Desde que me conheço por gente, moramos grande parte de nossas vidas no sobrado da Rua Ordem e Progresso, meus pais, eu e minha irmã Betinha. De topografia íngreme a nossa casa por estar em um nível acima das casas da rua de baixo proporcionava da janela do meu quarto uma visão deveras privilegiada, de lá podia contemplar toda a vizinhança.
No outono admirava o sol se pondo com tanto esplendor que não perdia o espetáculo, mas eram as manhãs de verão que me despertavam maior interesse. Do meu observatório dava para ver a menina do sobrado amarelo, na rua de baixo, brincando com seu cachorrinho no quintal.
Acredito que deveria ter a minha idade, não me recordo quando foi a primeira vez que a vi, sei que trago na memória todos os dias ensolarados em que pude vê-la no período em que lá morou. Até parece que crescemos juntos, porém nunca tivera a oportunidade de conhecer a garota, nem Betinha sabia me dizer quem era ela. Como disse, crescemos juntos, eu no meu quarto, ela lá, em seu quintal.
Todavia, sua permanência no quintal tornara-se mais interessante para um adolescente com os hormônios à flor da pele. Passava horas assistindo ao espetáculo, a minha amiga tomando sol trajando um minúsculo biquíni e eu me perdendo em meus devaneios à exaustão e as espinhas do rosto se alastrando, quem sabe de tanto prestar homenagens à ela.
Embora aquilo tudo se tornasse rotina, eu nunca tive interesse em saber quem era a minha deusa inspiradora, talvez por timidez, vergonha ou sei lá o porquê.

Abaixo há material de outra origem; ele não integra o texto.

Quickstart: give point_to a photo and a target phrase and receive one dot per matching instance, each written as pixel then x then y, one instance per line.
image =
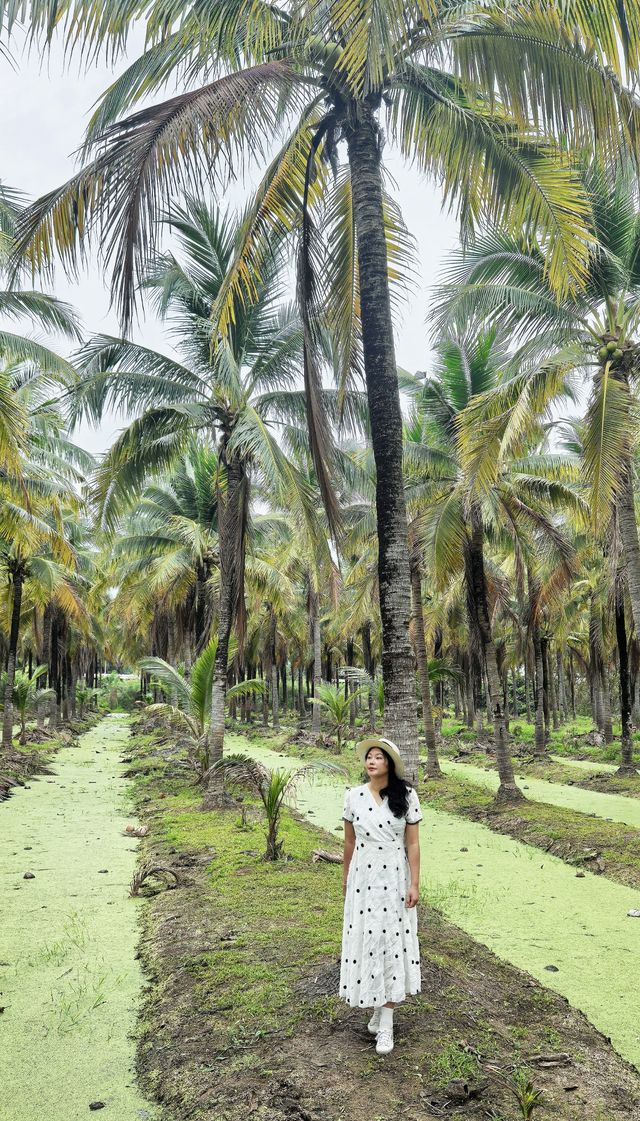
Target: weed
pixel 452 1062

A vida prosseguindo, tomei o meu rumo. Saí de casa e fui cursar faculdade em outro Estado. Devido aos custos das passagens, esporadicamente visitava meus pais.
Betinha também foi embora, para o exterior, casou-se e não quis voltar para o Brasil, enquanto meus pais continuaram residindo na mesma casa, sozinhos. Conclui a universidade e constitui família permanecendo na região onde me formara. Meu pai morreu há alguns anos e minha mãe foi morar com uma irmã na cidade de Araraquara, onde foi sepultada na semana passada.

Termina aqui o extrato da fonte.